Molti, tutti, mi chiedono perché quando ascolto la musica alzo il volume al massimo. Pensare tutto il giorno, e tutta la notte, senza poter far null’altro che vivere col rimorso dei miei errori lasciati indietro come simbolo di resa, sentire a stento la voce di chi mi parla, perché quella del mio dolore grida, è straziante. E allora, reprimendo le lacrime, alzo al massimo il volume delle canzoni, alla ricerca di qualcosa che possa avere una voce più forte di quella dei miei pensieri. E che possa farmi sentire qualcosa di più, che questo macabro mondo che crolla, e che vorrebbe trascinarmi con se. Non basta più la bandiera bianca, per salvarsi dalla guerra: Ormai, una volta prese le armi, siamo noi stessi il proiettile scagliato, e spesso, la maggior parte delle volte, dall’altro lato del campo minato, i nemici che muoiono sotto i nostri colpi di cannone, siamo sempre noi.

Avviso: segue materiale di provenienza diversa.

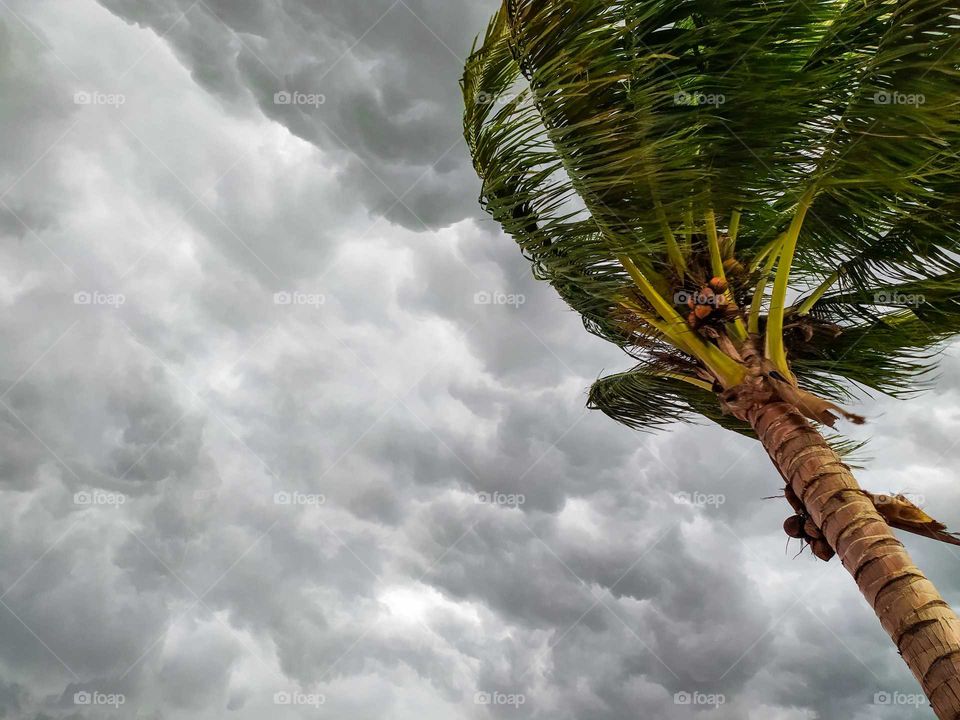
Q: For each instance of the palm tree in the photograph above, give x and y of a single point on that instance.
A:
(760, 203)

La vita è un lungo periodo formato da virgole, punti e parentesi che si aprono e si chiudono, accogliendo nel mezzo l’amore.
Quando si tace in determinate circostanze non è mai per paura, ma perché il disprezzo che provi è davvero tanto che tacere è l’unica soluzione.
Cercami anche se non ti cerco. Resta anche se ti mando via. Perché è in questi momenti che ho più bisogni di te.